Demultiplexing is done differently depending on the protocol used and the particular pipeline you are using a full pipeline. The most
flexible demultiplexing pipeline we are aware of is [zUMIs](https://github.com/sdparekh/zUMIs/wiki/Usage) which can be used to demultiplex and 
map most UMI-based protocols. For Smartseq2 or other paired-end full transcript protocols the data will usually already be demultiplexed.
Public repositories such as GEO or ArrayExpress require data small-scale/plate-based scRNASeq data to be demultiplexed prior to upload, and many
sequencing facilities will automatically demultiplex data before returning it to you. If you aren't using a published pipeline and the data was
not demultiplexed by the sequencing facility you will have to demultiplex it yourself. This usually requires writing a custom script since barcodes
may be of different lengths and different locations in the reads depending on the protocols used.

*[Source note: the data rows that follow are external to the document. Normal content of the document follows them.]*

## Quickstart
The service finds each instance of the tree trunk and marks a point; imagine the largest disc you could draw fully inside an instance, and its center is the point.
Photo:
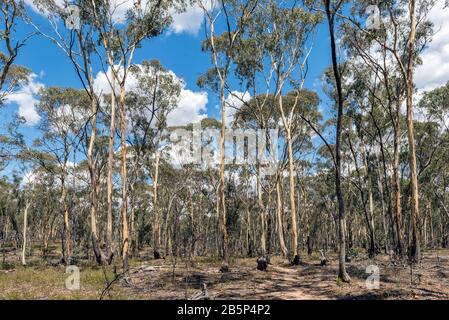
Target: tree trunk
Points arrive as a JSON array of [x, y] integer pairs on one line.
[[24, 238], [221, 198], [279, 215], [124, 209], [110, 186], [414, 246], [157, 223], [342, 274]]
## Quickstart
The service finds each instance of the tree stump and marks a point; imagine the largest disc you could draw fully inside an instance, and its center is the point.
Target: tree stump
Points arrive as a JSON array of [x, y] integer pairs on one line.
[[296, 260], [262, 264], [224, 268], [323, 261]]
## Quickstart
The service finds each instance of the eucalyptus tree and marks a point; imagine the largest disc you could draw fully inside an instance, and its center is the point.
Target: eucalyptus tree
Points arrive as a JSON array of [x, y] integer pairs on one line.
[[62, 123], [400, 37], [236, 15], [120, 37], [287, 46], [332, 9], [72, 30], [11, 75], [156, 95]]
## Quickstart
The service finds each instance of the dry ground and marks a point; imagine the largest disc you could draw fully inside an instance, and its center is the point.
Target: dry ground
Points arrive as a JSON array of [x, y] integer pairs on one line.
[[167, 279]]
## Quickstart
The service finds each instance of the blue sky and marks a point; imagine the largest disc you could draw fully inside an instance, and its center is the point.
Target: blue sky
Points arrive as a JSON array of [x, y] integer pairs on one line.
[[178, 50]]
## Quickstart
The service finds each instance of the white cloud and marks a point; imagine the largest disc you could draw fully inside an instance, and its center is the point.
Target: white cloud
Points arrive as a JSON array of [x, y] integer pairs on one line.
[[191, 108], [189, 21], [25, 98], [233, 102], [434, 71]]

For all data-type "demultiplexing" involves identifying and removing the cell-barcode sequence from one or both reads. If the expected 
cell-barcodes are known ahead of time, i.e. the data is from a PCR-plate-based protocol, all that is necessarily is to compare each cell-barcode to
the expected barcodes and assign the associated reads to the closest cell-barcode (with maximum mismatches of 1 or 2 depending on the design of the cell-barcodes). These data are generally demultiplexed prior to mapping as an easy way of parallelizing the mapping step. 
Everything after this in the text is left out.